In my lesbian community butch wasn’t a good thing. I was part of it too. I internalised that butchophobia. It was ok to look butch, as long as that was called looking dykey. I was never in dresses, always in jeans. Wearing suits, ties, walking and lifting like a man…all the while refusing to accept the identity. My femme girlfriends were so hot, so gorgeous, so un-ID-ed. (I’ll skip over the two butch girlfriends, that’s for another column). We danced the butch-femme dance in lesbian hotspots all over (once my girlfriend had managed to get in). I loved their femininity, thought it daring they wore make-up.

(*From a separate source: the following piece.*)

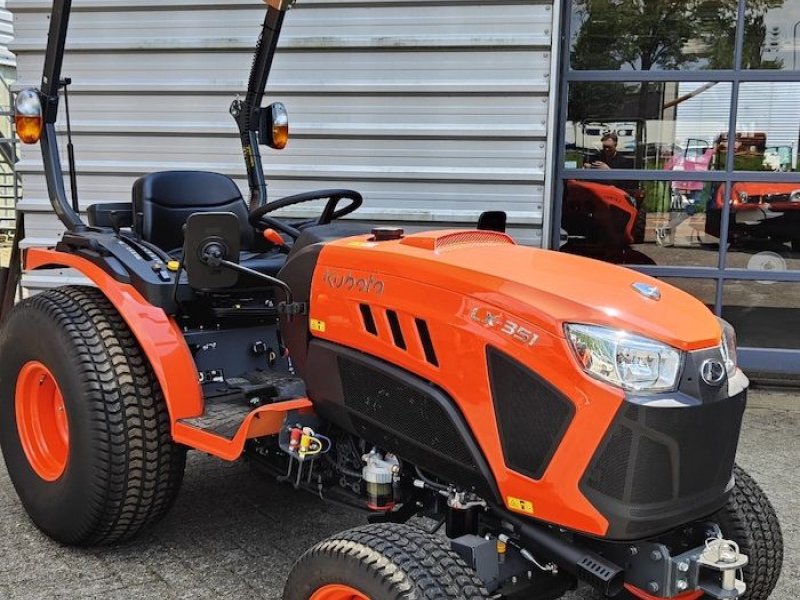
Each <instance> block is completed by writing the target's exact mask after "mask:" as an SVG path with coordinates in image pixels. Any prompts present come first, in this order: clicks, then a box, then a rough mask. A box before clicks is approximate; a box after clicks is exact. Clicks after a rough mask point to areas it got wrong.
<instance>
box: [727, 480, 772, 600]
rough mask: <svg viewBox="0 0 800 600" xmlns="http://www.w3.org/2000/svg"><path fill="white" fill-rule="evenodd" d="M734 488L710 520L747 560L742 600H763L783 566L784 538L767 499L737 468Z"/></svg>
mask: <svg viewBox="0 0 800 600" xmlns="http://www.w3.org/2000/svg"><path fill="white" fill-rule="evenodd" d="M734 478H735V479H736V486H735V487H734V489H733V493H732V494H731V497H730V499H729V500H728V503H727V504H726V505H725V506H724V507H723V508H722V509H721V510H719V511H718V512H717V513H716V514H715V515H714V516H713V517H712V518H711V520H712V521H715V522H716V523H717V524H718V525H719V526H720V529H721V530H722V537H724V538H726V539H729V540H733V541H734V542H736V543H737V544H738V545H739V550H740V551H741V552H742V554H746V555H747V556H748V558H749V559H750V560H749V562H748V563H747V565H746V566H745V568H744V582H745V583H746V584H747V591H746V592H745V593H744V595H743V596H742V597H741V600H766V599H767V598H769V595H770V594H771V593H772V590H773V589H775V585H776V584H777V583H778V577H779V576H780V574H781V566H782V565H783V534H782V533H781V526H780V523H779V522H778V516H777V515H776V514H775V509H774V508H773V507H772V503H770V501H769V499H768V498H767V495H766V494H765V493H764V492H763V490H762V489H761V488H760V487H759V485H758V484H757V483H756V482H755V481H754V480H753V478H752V477H750V475H749V474H748V473H747V471H745V470H744V469H742V468H741V467H740V466H738V465H736V467H735V469H734Z"/></svg>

I believed a woman should wear what she wanted, and I accepted my femme girls wearing their hot femme clothes for themselves. I knew they didn’t wear them for men.
When I came out it was like waking up to a new world. One full of promise and adventure. When I acknowledged I am butch, it was like coming home. Thanks to the courage and insight of butches and femmes before me I finally got it. Thanks to Leslie Feinburg, Joan Nestle, Lesléa Newman, Rhon & Chris of thanks to Marïjke & Mel, I formed the word butch inside my head until it passed my lips. (This is in no way supposed to be an extensive list of butch-femme artists & activists, just those who’ve influenced me). This name for what I am made sense of my daily experience. I remember the day I told my long-term butch bud: “You’re right, I am butch.” S/he said “How comes you’re the last to know?”
Words are both medicine and weapons. If I can make a difference to one fledgling butch or femme by exploring my identity in words then the time I spend doing it is golden. This is my debt to repay, and I repay with all my heart. I know I’m butch because I never tried to be. Although I’m blessed to know more femmes and butches than when I acknowledged myself, my gender is still not widely accepted by either the straight or the gay communities. Straddling gender, I neither apologise or boast for being as butch as a diesel dyke. I just am.